Figure 1b shows the phase sensitivity to B1, which can be varied by varying the magnitude ratio between the HSn pulses, δ. In this study, we denote changes in phase sensitivity by specifying the parameter δ, however, in practice n2 also slightly varies because the sequence is re-optimized for each δ to better minimize any residual phase error [20]. The phase relationship to B1 is approximately linear above the adiabatic threshold of the sequence. We refer to the slope of a first-degree polynomial fit of the phase relationship to B1 simply as the sensitivity, α. Table 1 summarizes δ, n2, and α for this study.

Table 1.

HSn n2 values for n1 = 4 for varying δ and main-field strengths. The linear approximation of the sensitivity, α, is also given for each δ. For 1.5T, B1,nom = 0.086 G and the measured B1 was expected to vary ±20%. For 3T, B1;nom = 0.12 G and the measured B1 was expected to vary ±40%.

δ 0.80 0.82 0.84 0.86 0.88 0.90 0.92 0.94 0.96 0.98 1
1.5T n2 4.226 4.203 4.178 4.155 4.133 4.111 4.088 4.065 4.044 4.022 4
α (rad/G) 90.4 81.6 72.6 63.7 54.7 45.7 36.6 27.5 18.4 9.20 0
3T n2 4.335 4.300 4.265 4.230 4.195 4.155 4.129 4.095 4.055 4.031 4
α (rad/G) 98.6 88.9 79.1 69.2 59.4 49.3 39.7 29.7 19.6 9.92 0

B1 distribution plots

Figure 2a shows a comparison of a typical 2D B1 map to an example B1 distribution plot. A distribution plot essentially shows the distribution of B1 values seen in a volume or slice, as shown in Figure 2a. When compared to a spatial B1 map of the same imaging region, distribution plots consist of histograms of the B1 values seen along one axis/several axes of choice. For example, in Figure 2a, the B1 values seen over each horizontal line in the 2D B1 map are represented by a B1 histogram in the B1 distribution plot, and are displayed as a horizontal line at the same original vertical location as in the 2D map. Thus, in Figure 2a, the B1 distributions represent the B1 values seen along the x-axis of the 2D map.

Fig. 2.

Fig. 2

a. The relationship between a typical 2D B1 map and a B1 distribution plot is shown. Given the sequence in Figure 1a, let y represent the readout direction, which is resolved spatially for both image encoding and B1 encoding. Each y location in the 2D B1 map gives a 1D B1 map, which can then be represented as a 1D B1 distribution. The B1 distribution plot displays the B1 distribution for each y location as in the original 2D map. b. Acquisition and reconstruction strategy for the B1 distribution plots. i. Shows an existing spatial B1 variation in an object, and ii. shows three examples (δ=0.80,0.94,1) of the phase from the two acquired projections of Figure 1 (dashed gray and solid black lines). iii. Taking the inverse Fourier transform and phase difference converts each projection from k-space to image-space, which is used in Equation 4 to estimate iv., the B1 distribution in the imaging region.

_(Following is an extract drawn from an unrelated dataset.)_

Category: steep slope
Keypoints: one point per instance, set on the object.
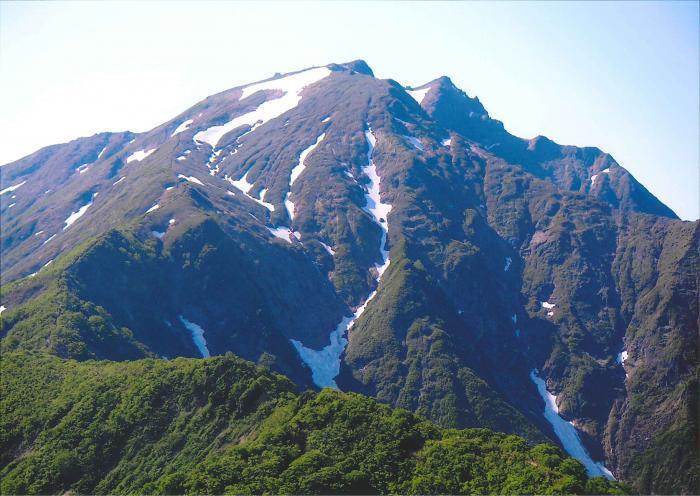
(402, 244)
(222, 425)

Figure 2b illustrates the theory for acquiring an MR signal with phase-encoding as a function of B1 rather than spatial position. Given unknown B1 values in a slice (represented by the 2D map of Figure 2b.i), we acquire multiple projection measurements, each along the same direction but using a different phase sensitivity. In the example illustrated in Figure 2b, the projection direction is always along the x-axis, whereas y is in the readout direction of the sequence. Two projections are acquired for each phase sensitivity, the second with the order of the HSn pulses reversed, so that unwanted phase sources can be removed by taking the phase difference between the two acquisitions. Figure 2b.ii shows example phases of acquired k-space MR signals for δ = [0.8, 0.94, 1]. 1D inverse Fourier transforms along ky, and phase differences are calculated for each δ, which result in the final acquired projections that exhibit B1 phase-encoding (Figure 2b.iii). These are used to calculate the B1 distribution plot (Figure 2b.iv). The B1 distribution plots displayed in this study are normalized so that each histogram sums to one for each y location.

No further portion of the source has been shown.